No, that wasn’t right. She couldn’t speak it—and her silence muted him.

He was watching her. “Promise not to lie to me again.”

“Fine.” Heart thundering, she cocked a brow and made a get on with it gesture for him to open the door. “Let us out.”

“I’m trying to,” he murmured before turning the handle.

 

 

She’d forgotten never to put Kris in charge of opening doors. That something so simple could turn into an opportunity to hold her attention. Mostly her fault—he wouldn’t resort to blocking if she’d just have an open conversation with him. She’d been in Sage Haven for almost eighteen months the first time it happened. In hindsight, she should have expected it sooner. He’d waited a long time.

She remembered him driving her home from the weekly trivia night at the local pub.

“Would you rather go to jail for a year,” he’d asked, playing their go-to game as he guided his truck down main street. “Or lose ten years off your life?”

“Ten years,” she’d said without hesitation.

He had been incredulous. “A decade instead of one year? Come on.”

“Two decades, same answer. I’m not going to jail.” She’d twisted her lips, thinking. “Would you rather move to a new town every month or never leave the place you were born?”

“Easy,” he’d said, pulling over in front of the diner. “Never leave. You?”

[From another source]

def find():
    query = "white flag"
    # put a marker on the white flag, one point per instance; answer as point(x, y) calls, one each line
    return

“Every month,” she’d said. “No risk of seeing my prick dad ever again.”

“Or your friends,” he’d pointed out, his glance tipped with challenge.

“Don’t get sour; I wasn’t born here. If I go with the first option, I’d never have met you at all,” she’d said, and quickly hurled herself out of the truck and away from his grin.

He’d held open the door to the diner for her, no harm done, until she’d passed him and he’d asked a bit too quietly, “Would you rather muck out the stables every time you see your best friend—or make out with them every Christmas?”

Yeah. Kris really didn’t have his head around subtlety.

“Stables,” she’d said. “Nothing wrong with getting dirty.”

He’d made a swift choking sound. In denying her preference to make out with him, she’d thrown his imagination something way more suggestive.

Face flaming, she’d asked, “Would you rather never see Mark or Tommy again?”

“Hey!” He’d knocked her with his elbow as the door closed behind them. “Unfair question.”

Hideously unfair, but she’d panicked. “Choose one or it’s the water jug, my friend.”

Their punishment for refusing to pick an option had sprung from the first time they’d played the game. Frankie had asked, “Would you rather have wet socks on your feet for a year or dry socks on your hands for a year?” They’d both opted for dry socks on hands because they truly hated wet socks—which quickly set up wet socks as the consequence for avoiding an answer.